A recent decline in the number of terrorist attacks in Europe, combined with the battlefield defeat of Islamic State in Syria and Iraq, might have led some to conclude that the era of atrocities that began with the 2015 Charlie Hebdo killings in Paris and included attacks in Brussels, Berlin, Barcelona and London, had come to an end. There has been no attack resulting in more than 10 deaths since the summer of 2017, and jihadist attacks are down by more than 60 per cent since last year.
It's true that European states have made themselves less vulnerable. The rout of Islamic State has reduced the network's operational capacity. Security services have also succeeded in foiling big attacks – most recently in the Netherlands in September, when police arrested seven men over an alleged plot involving guns and explosives.
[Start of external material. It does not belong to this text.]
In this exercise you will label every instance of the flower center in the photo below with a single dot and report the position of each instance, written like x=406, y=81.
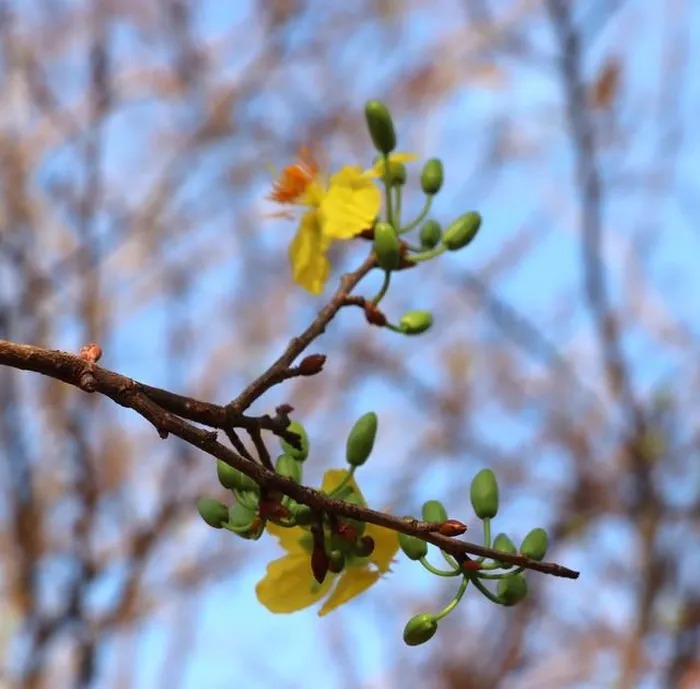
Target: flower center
x=295, y=179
The continent faces a significant threat from trained jihadis returning from Syria and Iraq, but security experts believe a greater challenge is posed by homegrown terrorists, who have no direct link with IS or al-Qaeda but are inspired by their ideologies. The scale of radicalisation is huge: in France, some 26,000 individuals suspected of posing a security risk are on the same "S File" as the Strasbourg suspect, while, according to the EU, 25,000 Islamist extremists live in the UK, of whom 3,000 are deemed a threat.
The nub of the challenge is identifying what Gilles de Kerchove, the EU’s counter-terrorism coordinator, calls “the tipping point” – the moment at which someone with radical thoughts begins to prepare an attack. In some cases, the authorities succeed. In others, as we saw in Strasbourg, they are one step behind.